Os cientistas não explicaram, no entanto, como obtiveram uma amostra da sequência genética do filósofo chinês para comparar com as dos seus potenciais tetranetos.
Confúcio, que viveu na China de 551 a 479 a.C., nasceu em Qufu, província de Shandong, na costa norte do país.
Os que dizem ocupar um lugar na árvore genealógica de Confúcio vivem principalmente concentrados naquela província, embora se estime que também existam parentes mais afastados em Singapura, na Malásia, na Coreia do Sul e até mesmo nos Estados Unidos.
A maioria deles alega possuir o mesmo nome de família que o filósofo, Kong (o apelido de Confúcio em chinês é Kong), mas até agora tenha sido difícil provar que compartilhem algo mais do que o nome familiar.

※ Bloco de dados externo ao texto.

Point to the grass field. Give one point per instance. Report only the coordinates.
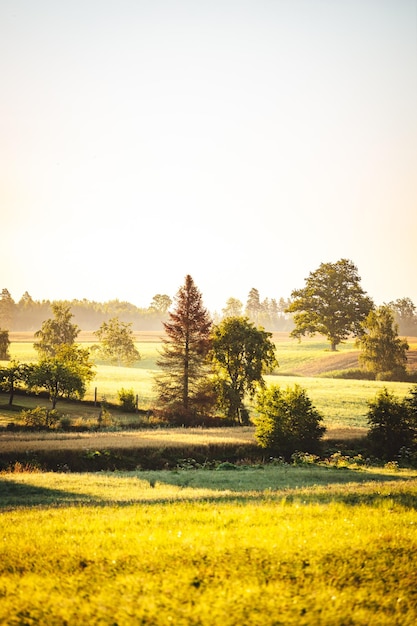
(278, 545)
(270, 545)
(344, 403)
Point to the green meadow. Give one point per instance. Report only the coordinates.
(343, 402)
(257, 546)
(331, 543)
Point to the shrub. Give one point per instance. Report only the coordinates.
(288, 421)
(392, 425)
(127, 400)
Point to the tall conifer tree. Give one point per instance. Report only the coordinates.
(184, 352)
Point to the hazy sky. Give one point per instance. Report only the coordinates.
(241, 142)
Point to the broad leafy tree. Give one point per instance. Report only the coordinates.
(241, 355)
(160, 303)
(183, 354)
(406, 316)
(382, 351)
(57, 331)
(253, 305)
(7, 309)
(288, 421)
(117, 342)
(4, 345)
(13, 377)
(59, 378)
(332, 303)
(233, 308)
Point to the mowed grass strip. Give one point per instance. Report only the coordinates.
(173, 437)
(256, 547)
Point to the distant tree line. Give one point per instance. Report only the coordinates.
(28, 314)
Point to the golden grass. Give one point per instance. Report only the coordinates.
(259, 547)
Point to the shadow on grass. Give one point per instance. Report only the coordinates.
(14, 494)
(283, 485)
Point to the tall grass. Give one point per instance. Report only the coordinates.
(273, 546)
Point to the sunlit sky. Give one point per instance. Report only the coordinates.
(241, 142)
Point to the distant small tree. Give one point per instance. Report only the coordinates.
(382, 351)
(117, 342)
(241, 354)
(288, 421)
(405, 315)
(59, 379)
(127, 400)
(7, 309)
(64, 375)
(160, 303)
(392, 424)
(4, 345)
(183, 357)
(12, 377)
(57, 331)
(253, 305)
(233, 308)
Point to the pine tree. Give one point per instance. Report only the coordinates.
(184, 352)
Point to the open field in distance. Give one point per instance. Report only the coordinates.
(342, 402)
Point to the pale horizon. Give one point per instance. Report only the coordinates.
(241, 143)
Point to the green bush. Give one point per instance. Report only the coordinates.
(288, 421)
(392, 424)
(40, 417)
(127, 400)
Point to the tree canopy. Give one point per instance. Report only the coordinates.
(241, 354)
(117, 342)
(383, 352)
(57, 331)
(332, 303)
(60, 377)
(184, 351)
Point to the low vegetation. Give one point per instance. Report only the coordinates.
(302, 545)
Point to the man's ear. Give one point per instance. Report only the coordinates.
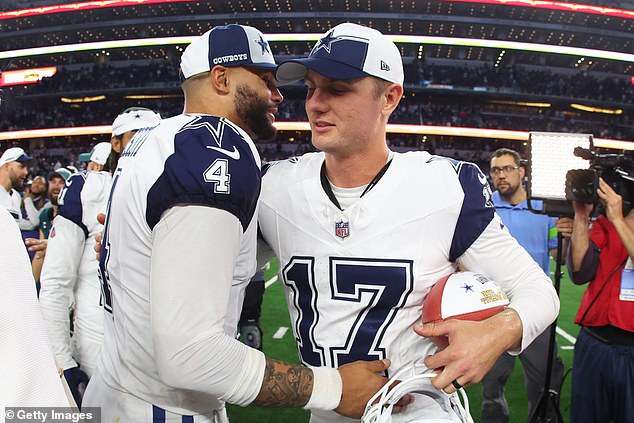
(392, 95)
(220, 79)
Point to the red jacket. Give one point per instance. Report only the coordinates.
(600, 304)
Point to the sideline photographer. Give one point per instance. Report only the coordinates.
(603, 366)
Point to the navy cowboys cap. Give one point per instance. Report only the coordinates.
(347, 51)
(227, 45)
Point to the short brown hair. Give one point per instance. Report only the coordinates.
(507, 152)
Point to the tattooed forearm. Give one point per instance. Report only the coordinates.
(285, 385)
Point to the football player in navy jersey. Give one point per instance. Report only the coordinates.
(179, 248)
(69, 273)
(362, 233)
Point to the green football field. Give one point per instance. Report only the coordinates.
(279, 343)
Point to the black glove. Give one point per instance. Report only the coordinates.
(251, 334)
(77, 380)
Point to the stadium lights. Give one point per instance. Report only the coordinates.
(152, 96)
(74, 7)
(551, 156)
(559, 5)
(522, 103)
(82, 99)
(596, 109)
(424, 130)
(107, 4)
(403, 39)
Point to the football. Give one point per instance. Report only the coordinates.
(464, 296)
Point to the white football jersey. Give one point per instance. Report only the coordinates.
(186, 159)
(70, 272)
(355, 279)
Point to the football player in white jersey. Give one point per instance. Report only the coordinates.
(362, 233)
(179, 248)
(70, 271)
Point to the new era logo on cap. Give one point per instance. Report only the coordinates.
(133, 119)
(347, 51)
(228, 45)
(14, 154)
(99, 154)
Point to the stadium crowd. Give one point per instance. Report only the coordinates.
(578, 84)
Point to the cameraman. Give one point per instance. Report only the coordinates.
(603, 366)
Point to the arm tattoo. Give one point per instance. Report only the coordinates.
(285, 385)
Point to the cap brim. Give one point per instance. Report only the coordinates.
(294, 70)
(265, 66)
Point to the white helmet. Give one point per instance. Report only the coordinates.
(416, 380)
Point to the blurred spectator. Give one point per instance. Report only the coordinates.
(13, 173)
(29, 376)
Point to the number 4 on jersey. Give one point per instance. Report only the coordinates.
(218, 174)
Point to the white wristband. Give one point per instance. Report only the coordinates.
(327, 389)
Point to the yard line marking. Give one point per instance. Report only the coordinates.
(280, 332)
(568, 337)
(270, 282)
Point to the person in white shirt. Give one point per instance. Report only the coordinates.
(69, 276)
(28, 372)
(178, 250)
(362, 233)
(13, 173)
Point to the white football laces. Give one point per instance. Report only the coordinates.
(380, 406)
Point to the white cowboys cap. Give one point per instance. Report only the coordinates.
(230, 46)
(347, 51)
(133, 119)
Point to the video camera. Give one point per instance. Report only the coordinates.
(616, 169)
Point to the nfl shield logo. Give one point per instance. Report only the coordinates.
(342, 229)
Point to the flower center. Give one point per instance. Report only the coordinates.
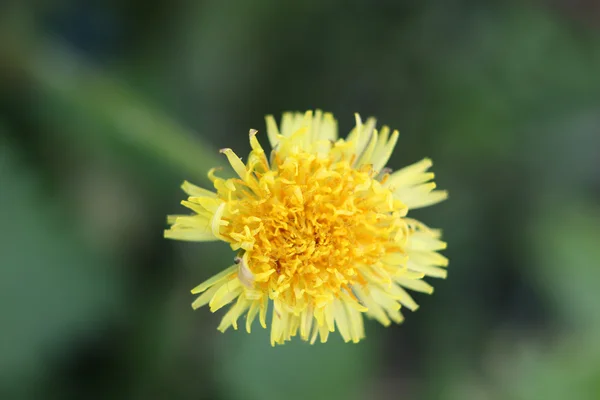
(311, 225)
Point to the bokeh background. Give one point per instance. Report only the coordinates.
(106, 106)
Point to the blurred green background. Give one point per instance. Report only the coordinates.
(106, 106)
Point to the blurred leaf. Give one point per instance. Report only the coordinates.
(564, 240)
(93, 106)
(249, 368)
(53, 288)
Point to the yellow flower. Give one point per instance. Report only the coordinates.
(320, 228)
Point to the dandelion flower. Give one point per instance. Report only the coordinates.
(320, 228)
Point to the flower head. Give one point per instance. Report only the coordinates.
(320, 228)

Confúcio foi o inventor do confucionismo, que consignou as bases do pensamento tradicional chinês, com princípios como a obediência a um sistema hierárquico ou à família e a busca do bem comum, filosofia que se estendeu à Europa no fim do século XVI.
Nesta mesma semana foi anunciado que o pensador vai ter uma imagem oficial a partir de Setembro, o que o fará conhecido no mundo inteiro exactamente num momento em que a China ultima a abertura de institutos Confúcio em várias cidades do mundo para divulgação da língua e da cultura do milenário gigante asiático.